Tuesday 2 October 2012

CIA ambush may be one more chapter in Beltrán Leyva’s history of vengeance



The left-leaning Mexican journal La Jornada , which is published out of Mexico’s National Autonomous University (UNAM), reported on September 28 that the August 24 ambush by Mexican federal police on a United States embassy vehicle may have been called out as a revenge attack by remnants the Beltrán Leyva cartel. That story has now been “broken” by an Associated Press (AP) “exclusive” on October 2nd.

If true, this  an unusual turn of events, given that, after years of suffering defeats at the hands of the Mexican government and rival cartels,  authorities had declared the Beltrán Leyva  cartel disbanded and, effectively, out of business. What isn’t odd, as we shall see, is that remnants of Beltrán Leyva might engage in extreme acts of vengeance.

A Mexican Navy captain called for help from within the U.S. embassy vehicle

To support its report, AP cited a Mexican official as saying that investigators are now looking at the Beltran Leyva Cartel as the source of the ambush. A senior U.S. official also pointed to “strong circumstantial evidence” that the police, who wounded two CIA agents in the attack, were working for organized crime. The CIA agents have since returned to the United States.

For its part, La Jornada said that the attackers may not have been police officers at all, though it acknowledges that their specific purpose was to execute the two CIA agents. From the beginning the U.S. embassy has called the attack an ambush, though it did not speculate on motive.
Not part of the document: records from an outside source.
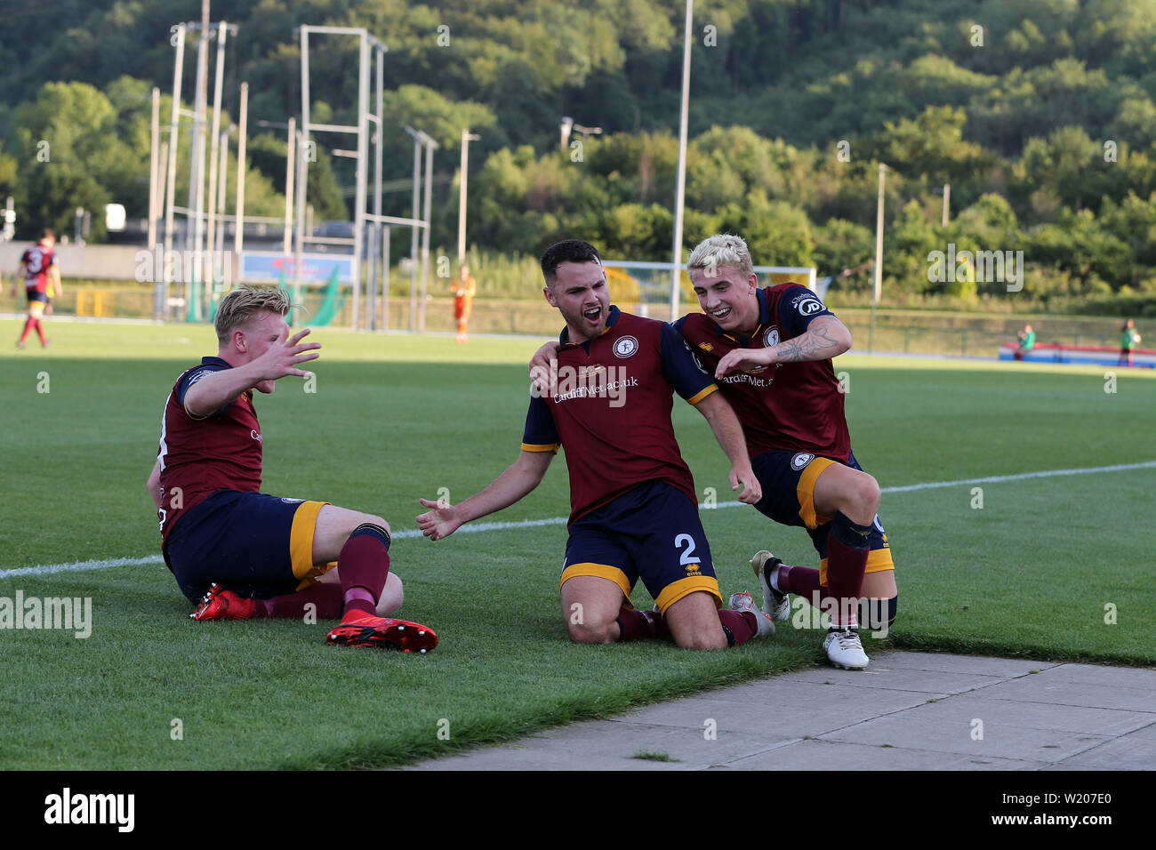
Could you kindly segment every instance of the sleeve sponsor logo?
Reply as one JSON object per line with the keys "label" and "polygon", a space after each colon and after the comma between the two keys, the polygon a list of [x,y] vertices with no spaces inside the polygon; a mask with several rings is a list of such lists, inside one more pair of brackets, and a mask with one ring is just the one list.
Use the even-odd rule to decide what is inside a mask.
{"label": "sleeve sponsor logo", "polygon": [[809,464],[814,459],[815,459],[814,454],[809,452],[800,452],[799,454],[795,454],[793,458],[791,458],[791,468],[794,470],[795,472],[799,472],[800,470],[806,468],[807,464]]}
{"label": "sleeve sponsor logo", "polygon": [[615,357],[629,357],[638,350],[638,340],[633,337],[622,337],[614,342]]}

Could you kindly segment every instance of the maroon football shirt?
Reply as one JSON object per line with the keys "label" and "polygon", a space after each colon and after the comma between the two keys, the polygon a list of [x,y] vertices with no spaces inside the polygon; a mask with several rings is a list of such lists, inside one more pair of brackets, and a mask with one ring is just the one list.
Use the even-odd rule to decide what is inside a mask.
{"label": "maroon football shirt", "polygon": [[36,244],[25,247],[20,256],[24,264],[24,288],[38,293],[49,291],[49,267],[57,264],[57,254],[47,245]]}
{"label": "maroon football shirt", "polygon": [[[706,313],[690,313],[675,327],[713,375],[735,348],[765,348],[805,333],[816,316],[832,316],[818,296],[798,283],[759,289],[759,324],[749,339],[725,333]],[[843,392],[830,359],[777,363],[729,375],[722,394],[742,423],[750,457],[768,451],[799,451],[847,461],[851,436]]]}
{"label": "maroon football shirt", "polygon": [[670,423],[672,396],[697,404],[717,386],[674,328],[612,306],[601,335],[577,345],[563,331],[560,341],[556,391],[531,400],[523,449],[565,448],[570,522],[653,480],[697,505]]}
{"label": "maroon football shirt", "polygon": [[180,518],[217,490],[261,488],[261,426],[252,391],[203,419],[185,409],[185,393],[206,375],[230,369],[220,357],[205,357],[184,372],[169,393],[161,420],[161,538]]}

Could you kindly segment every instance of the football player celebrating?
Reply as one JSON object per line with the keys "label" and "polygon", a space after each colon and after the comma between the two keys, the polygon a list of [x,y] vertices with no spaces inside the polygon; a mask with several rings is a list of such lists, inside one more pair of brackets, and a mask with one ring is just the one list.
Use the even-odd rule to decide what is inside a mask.
{"label": "football player celebrating", "polygon": [[[25,249],[20,257],[20,271],[16,272],[16,279],[24,280],[24,293],[28,296],[28,319],[24,320],[24,331],[20,334],[16,348],[24,347],[24,340],[34,330],[36,335],[40,338],[40,346],[49,347],[40,317],[44,316],[50,298],[59,296],[64,291],[60,286],[60,267],[57,266],[57,254],[52,250],[55,244],[55,234],[45,228],[40,231],[39,242]],[[12,294],[16,295],[16,281],[13,281]]]}
{"label": "football player celebrating", "polygon": [[851,348],[851,332],[806,287],[759,289],[747,243],[738,236],[705,239],[687,269],[704,312],[675,327],[714,370],[742,422],[763,488],[755,507],[777,523],[807,529],[820,556],[816,570],[757,553],[751,566],[763,585],[763,609],[787,619],[787,593],[820,605],[831,614],[828,658],[861,670],[868,658],[859,619],[885,628],[895,621],[898,591],[876,516],[879,483],[851,451],[831,364]]}
{"label": "football player celebrating", "polygon": [[[570,473],[570,539],[560,581],[563,620],[577,643],[669,635],[687,649],[722,649],[773,633],[750,596],[722,598],[698,518],[690,470],[670,423],[677,392],[702,413],[731,458],[740,500],[762,496],[742,430],[713,380],[674,330],[610,305],[593,245],[568,239],[542,256],[546,301],[565,320],[554,379],[532,393],[518,459],[464,502],[421,500],[425,537],[502,510],[541,482],[558,446]],[[642,578],[657,611],[636,611]]]}
{"label": "football player celebrating", "polygon": [[[763,611],[786,620],[788,593],[828,611],[828,658],[861,670],[868,658],[859,620],[873,629],[889,626],[898,593],[875,515],[879,485],[851,453],[831,364],[851,347],[851,332],[805,287],[758,289],[747,243],[738,236],[705,239],[687,265],[705,312],[674,326],[714,371],[742,423],[763,494],[755,507],[778,523],[806,527],[821,559],[813,569],[756,553],[751,567],[763,587]],[[532,376],[541,374],[554,349],[547,343],[538,350]],[[866,599],[859,605],[861,593]]]}
{"label": "football player celebrating", "polygon": [[[172,387],[148,489],[161,519],[161,552],[194,620],[299,618],[312,604],[339,619],[327,643],[425,652],[437,636],[385,614],[401,605],[390,571],[390,525],[327,502],[260,493],[261,428],[253,389],[271,393],[316,360],[321,346],[289,335],[280,289],[242,287],[217,309],[217,356]],[[334,564],[335,562],[335,564]]]}

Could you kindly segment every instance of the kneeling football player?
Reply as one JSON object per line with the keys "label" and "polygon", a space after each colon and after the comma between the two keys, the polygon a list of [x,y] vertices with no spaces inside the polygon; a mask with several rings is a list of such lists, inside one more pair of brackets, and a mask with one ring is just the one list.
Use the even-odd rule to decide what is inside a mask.
{"label": "kneeling football player", "polygon": [[[513,504],[538,487],[561,445],[571,513],[560,586],[571,640],[669,636],[684,649],[725,649],[773,634],[749,593],[735,593],[722,608],[695,483],[670,424],[677,392],[706,417],[731,458],[732,488],[754,504],[758,481],[731,406],[669,325],[610,305],[593,245],[553,245],[542,273],[546,300],[566,323],[557,380],[548,397],[531,399],[513,465],[460,504],[421,500],[431,509],[417,517],[422,533],[439,540]],[[657,612],[630,604],[638,579]]]}
{"label": "kneeling football player", "polygon": [[[279,289],[243,287],[221,302],[218,350],[172,387],[148,488],[161,520],[161,552],[194,620],[255,616],[340,619],[327,643],[425,652],[425,626],[385,616],[402,600],[390,572],[390,526],[326,502],[260,493],[261,429],[253,389],[309,376],[319,356],[309,330],[289,337],[290,304]],[[313,608],[310,609],[309,605]]]}

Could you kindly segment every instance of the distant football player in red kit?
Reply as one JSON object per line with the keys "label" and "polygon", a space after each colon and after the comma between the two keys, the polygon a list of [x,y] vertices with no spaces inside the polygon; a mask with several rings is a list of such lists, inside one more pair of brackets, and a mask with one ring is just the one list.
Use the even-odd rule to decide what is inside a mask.
{"label": "distant football player in red kit", "polygon": [[865,626],[885,628],[895,620],[898,591],[876,515],[879,483],[851,451],[831,364],[851,348],[851,332],[806,287],[759,289],[738,236],[705,239],[687,268],[704,312],[675,327],[713,370],[742,422],[763,488],[755,507],[777,523],[807,529],[821,559],[816,570],[757,553],[751,566],[763,585],[763,609],[785,620],[787,593],[818,601],[831,613],[828,658],[861,670],[868,658],[858,636],[860,616]]}
{"label": "distant football player in red kit", "polygon": [[[686,649],[724,649],[773,623],[747,593],[720,609],[710,546],[690,470],[670,423],[677,392],[702,413],[731,458],[732,488],[761,497],[742,430],[714,382],[674,330],[610,305],[593,245],[568,239],[542,256],[546,301],[565,320],[546,394],[532,393],[518,459],[457,505],[421,500],[425,537],[502,510],[541,482],[558,446],[570,473],[570,539],[560,581],[577,643],[673,637]],[[638,579],[658,611],[636,611]]]}
{"label": "distant football player in red kit", "polygon": [[[786,620],[787,594],[803,597],[832,614],[824,641],[831,663],[866,667],[859,620],[885,628],[895,620],[898,594],[875,513],[879,485],[851,453],[831,364],[851,347],[851,333],[806,287],[758,289],[747,243],[738,236],[712,236],[687,265],[705,312],[684,316],[674,327],[720,382],[742,423],[763,494],[755,507],[778,523],[807,529],[820,556],[813,569],[756,553],[751,567],[763,586],[763,611]],[[532,375],[549,352],[549,346],[538,350]],[[866,601],[859,604],[861,596]]]}
{"label": "distant football player in red kit", "polygon": [[12,284],[12,294],[16,295],[17,281],[24,281],[24,293],[28,296],[28,318],[24,320],[24,330],[20,334],[16,348],[23,348],[28,334],[36,331],[40,338],[40,346],[49,347],[49,340],[44,335],[44,325],[40,317],[49,305],[49,300],[59,296],[62,291],[60,286],[60,268],[57,266],[57,254],[53,246],[57,244],[55,234],[45,228],[40,232],[40,241],[24,250],[20,257],[20,271],[16,280]]}
{"label": "distant football player in red kit", "polygon": [[261,427],[253,390],[271,393],[321,346],[289,335],[280,289],[242,287],[217,309],[218,350],[186,370],[161,421],[148,489],[161,552],[194,620],[340,619],[327,643],[425,652],[437,636],[385,614],[401,605],[390,526],[327,502],[260,493]]}

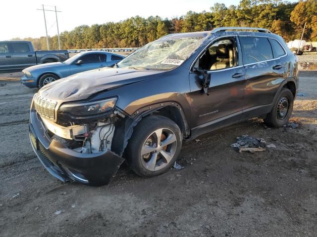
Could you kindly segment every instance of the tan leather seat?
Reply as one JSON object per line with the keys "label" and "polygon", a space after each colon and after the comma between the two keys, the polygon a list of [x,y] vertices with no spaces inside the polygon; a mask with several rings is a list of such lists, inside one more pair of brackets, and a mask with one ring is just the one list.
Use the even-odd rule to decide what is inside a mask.
{"label": "tan leather seat", "polygon": [[[216,70],[230,67],[230,62],[229,62],[229,51],[227,45],[224,44],[219,44],[217,49],[216,49],[217,62],[211,65],[211,70]],[[232,52],[232,53],[233,55],[233,52]]]}

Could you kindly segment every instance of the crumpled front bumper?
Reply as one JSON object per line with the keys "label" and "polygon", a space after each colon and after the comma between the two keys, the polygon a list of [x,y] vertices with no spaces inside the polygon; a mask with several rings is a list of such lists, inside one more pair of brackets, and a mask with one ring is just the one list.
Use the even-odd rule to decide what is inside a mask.
{"label": "crumpled front bumper", "polygon": [[96,154],[73,151],[50,137],[34,109],[30,116],[29,136],[33,150],[48,171],[61,181],[72,180],[94,186],[107,184],[124,160],[109,150]]}

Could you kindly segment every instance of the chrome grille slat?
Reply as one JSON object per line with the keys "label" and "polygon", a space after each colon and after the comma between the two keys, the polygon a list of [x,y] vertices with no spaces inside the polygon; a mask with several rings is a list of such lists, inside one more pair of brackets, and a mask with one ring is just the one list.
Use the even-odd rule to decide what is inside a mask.
{"label": "chrome grille slat", "polygon": [[36,94],[34,99],[34,108],[38,114],[51,119],[55,119],[55,108],[57,102],[45,99]]}

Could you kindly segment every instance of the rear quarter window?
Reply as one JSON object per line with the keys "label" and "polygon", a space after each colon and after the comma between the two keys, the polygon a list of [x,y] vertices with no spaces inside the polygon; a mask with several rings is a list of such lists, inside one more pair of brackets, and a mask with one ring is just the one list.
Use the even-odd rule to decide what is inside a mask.
{"label": "rear quarter window", "polygon": [[111,55],[111,61],[121,60],[123,59],[122,57],[117,55]]}
{"label": "rear quarter window", "polygon": [[273,54],[274,55],[274,58],[281,57],[286,54],[286,52],[284,51],[283,47],[276,40],[269,39],[268,40],[271,43],[271,45],[272,45]]}
{"label": "rear quarter window", "polygon": [[6,43],[0,43],[0,53],[8,53],[8,45]]}
{"label": "rear quarter window", "polygon": [[239,37],[244,64],[273,59],[271,45],[267,38],[256,37]]}
{"label": "rear quarter window", "polygon": [[30,52],[30,47],[27,43],[12,43],[12,47],[15,53]]}

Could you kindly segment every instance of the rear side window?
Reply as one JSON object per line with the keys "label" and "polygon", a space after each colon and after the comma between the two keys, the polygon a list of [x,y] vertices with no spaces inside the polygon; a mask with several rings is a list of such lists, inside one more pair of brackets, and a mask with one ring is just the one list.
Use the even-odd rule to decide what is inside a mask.
{"label": "rear side window", "polygon": [[0,53],[8,53],[8,45],[6,43],[0,43]]}
{"label": "rear side window", "polygon": [[277,41],[272,39],[269,39],[268,40],[269,42],[271,43],[271,45],[272,45],[274,58],[281,57],[286,54],[286,53],[284,50],[284,49]]}
{"label": "rear side window", "polygon": [[239,39],[242,49],[244,64],[258,63],[273,59],[272,49],[267,38],[242,37]]}
{"label": "rear side window", "polygon": [[111,61],[121,60],[123,58],[117,55],[111,55]]}
{"label": "rear side window", "polygon": [[106,62],[106,55],[104,53],[89,53],[79,59],[83,61],[82,63],[96,63]]}
{"label": "rear side window", "polygon": [[30,47],[27,43],[13,43],[12,47],[15,53],[25,53],[30,52]]}

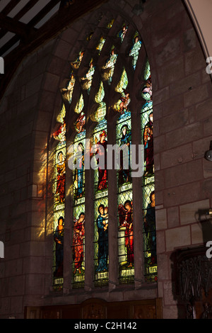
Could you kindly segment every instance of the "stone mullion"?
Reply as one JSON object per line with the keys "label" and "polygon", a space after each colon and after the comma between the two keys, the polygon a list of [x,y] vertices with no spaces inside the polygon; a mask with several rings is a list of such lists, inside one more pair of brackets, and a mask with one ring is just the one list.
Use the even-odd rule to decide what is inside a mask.
{"label": "stone mullion", "polygon": [[[131,111],[131,143],[136,147],[136,164],[141,167],[139,161],[139,145],[141,145],[141,117],[138,101],[134,94],[135,86],[132,87],[130,109]],[[135,158],[134,158],[135,159]],[[142,164],[143,160],[142,160]],[[143,166],[143,164],[142,164]],[[138,171],[138,170],[136,171]],[[132,178],[133,207],[134,207],[134,281],[135,288],[139,288],[144,281],[143,276],[143,196],[142,180],[141,176]]]}
{"label": "stone mullion", "polygon": [[64,213],[64,293],[66,293],[72,288],[72,237],[73,237],[73,196],[71,191],[73,184],[73,171],[69,168],[68,151],[71,142],[67,140],[66,146],[66,201]]}
{"label": "stone mullion", "polygon": [[[107,123],[107,143],[116,144],[116,121]],[[114,167],[107,171],[108,180],[108,253],[109,253],[109,288],[114,289],[119,283],[118,260],[118,222],[117,222],[117,179]]]}
{"label": "stone mullion", "polygon": [[[86,129],[87,158],[90,160],[91,130]],[[94,171],[90,168],[85,171],[85,289],[93,288],[94,281]]]}

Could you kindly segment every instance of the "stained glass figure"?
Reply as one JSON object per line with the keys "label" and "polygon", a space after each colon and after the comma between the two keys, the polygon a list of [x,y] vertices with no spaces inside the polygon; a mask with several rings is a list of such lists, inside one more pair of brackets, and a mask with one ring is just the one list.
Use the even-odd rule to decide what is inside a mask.
{"label": "stained glass figure", "polygon": [[94,245],[95,284],[108,283],[108,199],[95,201]]}
{"label": "stained glass figure", "polygon": [[144,79],[146,80],[146,84],[142,89],[141,96],[143,98],[143,99],[145,99],[146,101],[151,101],[152,99],[153,89],[152,89],[151,74],[150,65],[149,65],[148,62],[147,62],[146,63]]}
{"label": "stained glass figure", "polygon": [[65,101],[67,101],[70,104],[72,101],[72,95],[73,95],[73,91],[74,86],[75,86],[75,82],[76,82],[76,78],[73,75],[73,73],[72,72],[71,74],[70,81],[69,81],[67,87],[63,88],[61,89],[63,99]]}
{"label": "stained glass figure", "polygon": [[143,186],[143,198],[145,278],[147,282],[153,282],[157,281],[155,186],[153,182]]}
{"label": "stained glass figure", "polygon": [[73,208],[73,286],[81,288],[85,281],[85,205]]}
{"label": "stained glass figure", "polygon": [[63,216],[58,218],[57,225],[54,232],[55,242],[55,271],[54,276],[61,278],[63,276],[64,263],[64,219]]}
{"label": "stained glass figure", "polygon": [[78,133],[81,133],[86,130],[86,115],[83,111],[80,113],[78,118],[75,124],[75,128]]}
{"label": "stained glass figure", "polygon": [[84,108],[84,100],[83,100],[83,96],[81,94],[81,96],[80,96],[80,98],[79,98],[79,99],[78,99],[78,101],[76,103],[74,111],[76,113],[81,113],[83,111],[83,108]]}
{"label": "stained glass figure", "polygon": [[107,26],[107,29],[110,29],[112,27],[114,22],[114,19],[112,18],[112,20],[111,20],[111,21],[109,22],[109,23]]}
{"label": "stained glass figure", "polygon": [[153,149],[153,114],[151,112],[148,115],[148,120],[145,125],[143,131],[144,160],[146,170],[144,176],[153,174],[154,167],[154,149]]}
{"label": "stained glass figure", "polygon": [[97,164],[100,164],[100,159],[103,157],[104,167],[98,166],[98,190],[102,191],[107,188],[107,132],[105,130],[98,133],[99,140],[96,137],[96,150],[95,154],[98,156]]}
{"label": "stained glass figure", "polygon": [[63,286],[63,237],[66,183],[66,108],[63,105],[57,120],[59,129],[52,135],[58,141],[54,150],[54,288],[61,290]]}
{"label": "stained glass figure", "polygon": [[114,109],[122,114],[129,110],[129,106],[131,101],[129,91],[126,89],[127,86],[128,78],[126,70],[124,69],[120,81],[116,88],[116,91],[121,94],[121,98],[114,106]]}
{"label": "stained glass figure", "polygon": [[83,58],[83,56],[84,56],[84,51],[81,50],[79,52],[79,55],[78,55],[77,59],[73,62],[71,63],[71,65],[73,69],[78,69],[79,68],[79,67],[81,65],[81,61]]}
{"label": "stained glass figure", "polygon": [[157,254],[155,212],[153,117],[151,69],[148,61],[144,70],[146,85],[142,96],[146,101],[141,109],[141,129],[144,145],[145,173],[143,177],[143,221],[145,278],[157,281]]}
{"label": "stained glass figure", "polygon": [[59,129],[53,133],[54,139],[60,142],[60,145],[63,145],[66,144],[66,123],[64,122],[59,125]]}
{"label": "stained glass figure", "polygon": [[107,60],[105,65],[102,67],[103,77],[105,80],[108,81],[109,84],[111,84],[112,77],[114,74],[114,67],[117,60],[118,55],[114,53],[114,47],[113,46],[111,50],[110,55]]}
{"label": "stained glass figure", "polygon": [[132,60],[132,65],[134,69],[136,69],[136,64],[137,64],[137,61],[139,59],[139,51],[141,47],[141,41],[139,39],[139,36],[138,34],[136,34],[134,38],[134,45],[129,52],[129,56],[133,57],[133,60]]}
{"label": "stained glass figure", "polygon": [[90,60],[89,64],[89,69],[83,77],[81,77],[81,86],[83,90],[86,90],[88,94],[90,94],[90,88],[93,81],[93,77],[95,73],[95,67],[93,65],[93,59]]}
{"label": "stained glass figure", "polygon": [[86,135],[81,133],[76,135],[73,143],[74,149],[74,170],[73,170],[73,186],[74,186],[74,198],[78,201],[77,203],[82,202],[79,199],[84,198],[85,187],[85,145]]}
{"label": "stained glass figure", "polygon": [[123,43],[123,41],[124,41],[124,37],[125,37],[126,33],[127,32],[127,30],[128,30],[128,26],[126,26],[126,24],[124,24],[121,31],[119,31],[118,35],[117,35],[117,36],[119,38],[121,38],[122,43]]}
{"label": "stained glass figure", "polygon": [[66,157],[62,150],[57,154],[56,202],[63,203],[65,201]]}
{"label": "stained glass figure", "polygon": [[[120,165],[118,171],[119,191],[131,184],[131,113],[121,115],[117,124],[117,144],[119,147]],[[127,154],[127,158],[126,158]],[[124,186],[124,187],[123,187]]]}
{"label": "stained glass figure", "polygon": [[107,120],[105,119],[106,114],[105,103],[102,102],[105,91],[102,83],[100,83],[100,89],[95,96],[95,101],[99,103],[95,120],[98,125],[93,131],[93,142],[95,147],[93,152],[95,163],[95,193],[107,189]]}
{"label": "stained glass figure", "polygon": [[98,55],[100,55],[100,54],[101,53],[101,51],[102,50],[105,43],[105,38],[104,38],[104,37],[102,36],[96,47],[96,50],[98,51]]}
{"label": "stained glass figure", "polygon": [[119,282],[133,282],[134,252],[132,191],[118,196]]}

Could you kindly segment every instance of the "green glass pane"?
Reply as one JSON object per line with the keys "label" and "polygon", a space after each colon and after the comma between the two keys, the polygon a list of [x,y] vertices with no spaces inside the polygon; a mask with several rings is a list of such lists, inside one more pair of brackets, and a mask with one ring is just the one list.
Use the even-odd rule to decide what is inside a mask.
{"label": "green glass pane", "polygon": [[[116,127],[117,145],[120,147],[119,151],[120,164],[117,168],[118,188],[119,193],[125,191],[126,188],[131,188],[131,113],[126,112],[122,115],[117,123]],[[122,148],[127,149],[128,159],[126,162],[128,165],[124,166],[124,153]],[[128,161],[127,161],[128,160]]]}

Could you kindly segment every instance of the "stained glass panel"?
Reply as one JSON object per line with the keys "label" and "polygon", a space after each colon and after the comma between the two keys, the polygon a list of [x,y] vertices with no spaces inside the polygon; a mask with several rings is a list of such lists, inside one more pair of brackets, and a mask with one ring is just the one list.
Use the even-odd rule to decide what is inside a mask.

La Jornada, referencing Mexican Military sources, said that the Mexican Navy had been collaborating with the CIA for the past three and a half years. This suggests vengeance as a motive, something Beltran Leyva is well-known for.

The Beltrán-Leyva Cartel was named after five brothers who were originally employed by the Sinaloa Cartel: Arturo, Alfredo, Alberto, Carlos and Héctor. Vengeance was their modus operandi.  For example, after Alfredo Beltrán Leyva was arrested early in 2008, his brother, Arturo, thought it would be a good idea to contract a hit on Édgar Eusebio Millán Gómez, Mexico’s federal police commissioner, as well as other government officials. The plot was foiled by authorities.

But the brothers then blamed the head of the Sinaloa Cartel, Joaquin "Chapo" Guzmán, whom they were working for at the time, for tipping off the government. To get even they had Guzmán’s son, Édgar Guzmán López, taken out in a shopping centre parking lot by fifteen men armed with grenade launchers and assault rifles.  The younger Guzmán was 22.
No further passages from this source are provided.